May 21, 2010 3:38 PM in response to JulieJulieJulie

And a further revised version to speed-up checking of checksums and names.

After saving the index file with file paths and checksums, it is sorted by checksum value and then read in as an array. The loop checks the current file against the list starting at 1 greater than the current file (so it skips all files which were sorted below the current file's checksum) and stops when it reaches a non-matching checksum (so it skips all files whose checksums sorted above the current checksum.)

Then a temporary list of file names (basename) and paths is exported and read in again, sorted by basename. Another loop handles the duplicate name check in the same manner as the checksum loop - it doesn't check names which can't match.

http://www.mediafire.com/?vmwywmdhyfa

Reply

Answer 9

Guy Burns Author

Level 2

367 points

May 21, 2010 10:13 PM in response to JulieJulieJulie

Thanks for the updated faster script. I haven't got back earlier because I have been testing it.

Comments
1. Duplicate Pages files are not deleted, and altered Pages files with the same name do not receive a numbered suffix. All other file types I tested (jpeg, tiff, mp3, aiff, indd) are handled correctly. For me, this is not a problem as I don't use Pages anymore and have very few documents in that format.

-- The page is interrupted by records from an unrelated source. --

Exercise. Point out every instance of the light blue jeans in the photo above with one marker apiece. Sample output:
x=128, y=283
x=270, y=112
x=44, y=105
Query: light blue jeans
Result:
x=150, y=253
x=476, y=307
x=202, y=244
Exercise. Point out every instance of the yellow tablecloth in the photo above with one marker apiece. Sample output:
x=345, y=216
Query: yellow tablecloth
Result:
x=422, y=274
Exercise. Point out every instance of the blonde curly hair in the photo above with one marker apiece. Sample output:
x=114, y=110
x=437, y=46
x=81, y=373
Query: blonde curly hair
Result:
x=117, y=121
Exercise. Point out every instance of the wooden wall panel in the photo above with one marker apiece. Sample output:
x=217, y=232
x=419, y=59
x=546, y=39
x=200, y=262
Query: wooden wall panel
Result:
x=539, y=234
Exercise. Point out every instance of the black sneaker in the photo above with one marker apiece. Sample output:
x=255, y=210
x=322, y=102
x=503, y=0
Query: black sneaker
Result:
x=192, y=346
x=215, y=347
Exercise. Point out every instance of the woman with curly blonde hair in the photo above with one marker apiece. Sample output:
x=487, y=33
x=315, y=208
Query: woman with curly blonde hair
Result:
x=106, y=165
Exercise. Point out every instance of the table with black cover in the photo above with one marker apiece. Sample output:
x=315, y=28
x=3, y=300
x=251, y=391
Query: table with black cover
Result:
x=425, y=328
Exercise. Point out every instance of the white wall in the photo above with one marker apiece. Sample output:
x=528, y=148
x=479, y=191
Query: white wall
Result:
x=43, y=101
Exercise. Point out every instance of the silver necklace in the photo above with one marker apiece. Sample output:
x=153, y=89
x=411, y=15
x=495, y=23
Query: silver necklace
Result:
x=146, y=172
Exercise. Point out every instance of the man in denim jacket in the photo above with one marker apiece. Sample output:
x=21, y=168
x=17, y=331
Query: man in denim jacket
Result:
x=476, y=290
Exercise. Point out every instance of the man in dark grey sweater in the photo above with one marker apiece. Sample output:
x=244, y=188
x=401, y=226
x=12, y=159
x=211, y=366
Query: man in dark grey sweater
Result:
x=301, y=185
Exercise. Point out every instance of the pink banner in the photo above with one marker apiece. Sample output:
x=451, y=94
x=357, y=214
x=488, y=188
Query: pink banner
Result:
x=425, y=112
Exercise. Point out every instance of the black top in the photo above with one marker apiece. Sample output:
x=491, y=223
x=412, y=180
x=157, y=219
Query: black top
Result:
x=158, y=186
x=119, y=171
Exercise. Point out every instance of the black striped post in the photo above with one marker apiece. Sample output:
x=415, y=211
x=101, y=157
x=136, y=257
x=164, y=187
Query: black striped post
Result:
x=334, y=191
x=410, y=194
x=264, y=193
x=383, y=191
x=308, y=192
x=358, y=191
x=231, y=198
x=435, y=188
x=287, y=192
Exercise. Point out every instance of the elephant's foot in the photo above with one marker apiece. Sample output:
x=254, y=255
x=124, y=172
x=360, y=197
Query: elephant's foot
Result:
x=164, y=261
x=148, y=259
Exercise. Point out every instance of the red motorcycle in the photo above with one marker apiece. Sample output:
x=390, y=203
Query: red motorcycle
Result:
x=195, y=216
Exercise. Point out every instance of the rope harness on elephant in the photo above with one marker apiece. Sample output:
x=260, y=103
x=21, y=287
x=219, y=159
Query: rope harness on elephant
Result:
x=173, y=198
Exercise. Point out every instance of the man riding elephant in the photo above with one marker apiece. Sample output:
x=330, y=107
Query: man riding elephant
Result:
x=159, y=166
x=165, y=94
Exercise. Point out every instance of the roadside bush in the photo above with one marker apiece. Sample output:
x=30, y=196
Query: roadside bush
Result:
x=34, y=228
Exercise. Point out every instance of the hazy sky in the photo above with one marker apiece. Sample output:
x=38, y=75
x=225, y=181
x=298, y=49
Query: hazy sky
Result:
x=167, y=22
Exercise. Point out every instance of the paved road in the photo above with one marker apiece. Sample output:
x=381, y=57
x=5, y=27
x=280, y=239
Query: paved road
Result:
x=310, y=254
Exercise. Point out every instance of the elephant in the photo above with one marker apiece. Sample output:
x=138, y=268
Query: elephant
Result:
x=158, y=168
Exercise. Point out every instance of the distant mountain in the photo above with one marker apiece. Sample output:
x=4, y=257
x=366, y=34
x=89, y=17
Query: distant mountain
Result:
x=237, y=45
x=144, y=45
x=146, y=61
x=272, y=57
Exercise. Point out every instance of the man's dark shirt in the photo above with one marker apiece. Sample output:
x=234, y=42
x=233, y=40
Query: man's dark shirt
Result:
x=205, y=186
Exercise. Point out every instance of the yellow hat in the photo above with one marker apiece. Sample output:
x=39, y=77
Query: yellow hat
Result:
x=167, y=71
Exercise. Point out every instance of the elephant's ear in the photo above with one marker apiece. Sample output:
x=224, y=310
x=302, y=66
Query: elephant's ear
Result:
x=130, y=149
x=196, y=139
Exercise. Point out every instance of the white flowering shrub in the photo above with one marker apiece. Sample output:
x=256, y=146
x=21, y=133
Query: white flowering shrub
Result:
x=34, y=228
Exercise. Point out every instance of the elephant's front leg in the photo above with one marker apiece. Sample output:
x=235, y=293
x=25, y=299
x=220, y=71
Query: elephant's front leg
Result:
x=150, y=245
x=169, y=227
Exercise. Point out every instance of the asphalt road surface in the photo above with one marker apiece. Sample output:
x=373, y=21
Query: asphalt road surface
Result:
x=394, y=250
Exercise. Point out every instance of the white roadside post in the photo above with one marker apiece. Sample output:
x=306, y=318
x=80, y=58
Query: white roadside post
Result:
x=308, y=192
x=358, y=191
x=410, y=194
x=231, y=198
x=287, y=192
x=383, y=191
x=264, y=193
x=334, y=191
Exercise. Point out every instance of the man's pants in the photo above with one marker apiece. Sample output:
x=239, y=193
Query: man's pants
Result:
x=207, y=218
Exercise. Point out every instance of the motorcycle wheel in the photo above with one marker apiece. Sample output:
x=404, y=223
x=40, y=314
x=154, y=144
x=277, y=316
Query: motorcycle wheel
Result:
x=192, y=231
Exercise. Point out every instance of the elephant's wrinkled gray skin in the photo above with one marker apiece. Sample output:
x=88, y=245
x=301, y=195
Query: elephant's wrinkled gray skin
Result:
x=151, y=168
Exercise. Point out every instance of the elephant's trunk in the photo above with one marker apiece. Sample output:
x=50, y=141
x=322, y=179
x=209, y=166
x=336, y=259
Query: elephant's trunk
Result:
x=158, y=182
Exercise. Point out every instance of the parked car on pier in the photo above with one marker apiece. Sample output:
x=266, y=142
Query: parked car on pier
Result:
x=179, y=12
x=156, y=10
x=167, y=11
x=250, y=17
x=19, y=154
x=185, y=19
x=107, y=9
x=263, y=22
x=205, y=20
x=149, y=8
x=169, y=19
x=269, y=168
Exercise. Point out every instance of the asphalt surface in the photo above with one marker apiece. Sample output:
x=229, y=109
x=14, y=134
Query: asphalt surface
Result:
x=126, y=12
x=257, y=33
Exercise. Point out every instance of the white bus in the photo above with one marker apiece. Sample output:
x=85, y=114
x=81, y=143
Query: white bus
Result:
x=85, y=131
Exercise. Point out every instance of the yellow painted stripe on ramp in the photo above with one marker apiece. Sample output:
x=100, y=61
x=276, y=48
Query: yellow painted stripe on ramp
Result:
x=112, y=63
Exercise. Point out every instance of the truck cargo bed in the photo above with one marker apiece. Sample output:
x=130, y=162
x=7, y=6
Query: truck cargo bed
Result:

2. Time to completion is now linear with number of files. I generated a test folder with 5 files (jpeg, tiff, mp3, aiff, indd) at top level; an identical sub-folder with file names changed; and another subfolder with same file names but altered contents. I called this folder +Test x1+ (15 files). Then I nested that in another folder called +Test x2+ (30 files). And so on up to +Test x 64+ (960 files).

*Times to completion*
60 files ... 8 seconds
120 files ... 12 seconds
240 files ... 25 seconds
480 files ... 46 seconds
960 files ... 101 seconds

20,000 files ... 8600 seconds (see below).

The script handles about 10 files/second, other than for certain sound, image, InDesign and mapping files. Extrapolating to my estimated 50,000 files means a completion time of several hours – better than the 20 weeks completion time of version 1!

*A REAL FOLDER TEST*
I have just tested a firewire-based archive (~60 GB, 20,000 files, containing only the most recent files). Using 60-80% CPU, the script took an hour to do the first step (Terminal said something about finding files), and an additional 75 minutes (1-10% CPU) to complete checksumming (I think), and finishing off by "checking names" in about 2 minutes.

*TWO MORE QUESTIONS*

Q1: Is there a Terminal command that will move all files contained within subfolders to the top level? At the end of the consolidation I'd like all files at the top level, so that I can archive them alphabetically to DVDs. This step is probably best done as a separate step and not in the script.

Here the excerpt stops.